Law school in Adelaide, Germany

Adelaide Law School is a law school in Adelaide, Australia and is part of the University of Adelaide. It is the second oldest law school in Australia having been founded in 1883 and offers undergraduate and postgraduate qualifications.

There have been many notable alumni including: jurist John Finnis, International Court of Justice's judge James Crawford, former Minister of Foreign Affairs Julie Bishop, former Minister for Defence Industry Christopher Pyne, Minister for Foreign Affairs and Leader of the Government in the Senate Penny Wong, former Premier of South Australia Jay Weatherill, and the first female Prime Minister of Australia, Julia Gillard. Presently, the dean of the law school is Judith McNamara.

==Rankings==
The QS World University Rankings by Subject 2014 – Law ranked the Adelaide Law School 46th in the world and 6th in Australia. The Commonwealth Government Excellence for Research in Australia (ERA) 2012 assessment exercise conferred the prestigious 4 rank (above world average upon the Adelaide Law School for the outstanding international quality of the research produced by faculty members.

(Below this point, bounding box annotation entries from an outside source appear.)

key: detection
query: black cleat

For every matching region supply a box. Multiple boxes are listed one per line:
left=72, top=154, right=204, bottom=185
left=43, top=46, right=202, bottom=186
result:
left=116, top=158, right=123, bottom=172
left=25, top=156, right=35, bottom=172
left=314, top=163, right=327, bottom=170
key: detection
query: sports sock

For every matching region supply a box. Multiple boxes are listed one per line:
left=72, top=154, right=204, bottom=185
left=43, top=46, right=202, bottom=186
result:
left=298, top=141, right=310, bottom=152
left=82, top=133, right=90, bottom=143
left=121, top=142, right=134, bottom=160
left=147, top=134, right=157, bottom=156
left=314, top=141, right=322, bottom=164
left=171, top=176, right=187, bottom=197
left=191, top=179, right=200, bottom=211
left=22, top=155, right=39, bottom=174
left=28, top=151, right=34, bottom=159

==Adelaide University Law Students' Society==

The Adelaide University Law Students' Society, or "the LSS", is an incorporated association of which all students enrolled at the Adelaide Law School are automatically members. It was founded in 1898 and is the second oldest organisation for law students in Australia. The LSS is operated by students of the Adelaide Law School and its purpose is to improve student life at the school. Its primary activities are to organise social events, such as the annual Law Ball, to organise competitions, such as mooting and trial advocacy, and to represent the student body on law school boards and committees. It also conducts a myriad of other activities aimed at assisting students and improving their time at the school. The LSS is also responsible for supporting the Adelaide Law School Revue.

==Adelaide Law Review==
The Adelaide Law Review Association publishes the biannual law journal, the Adelaide Law Review.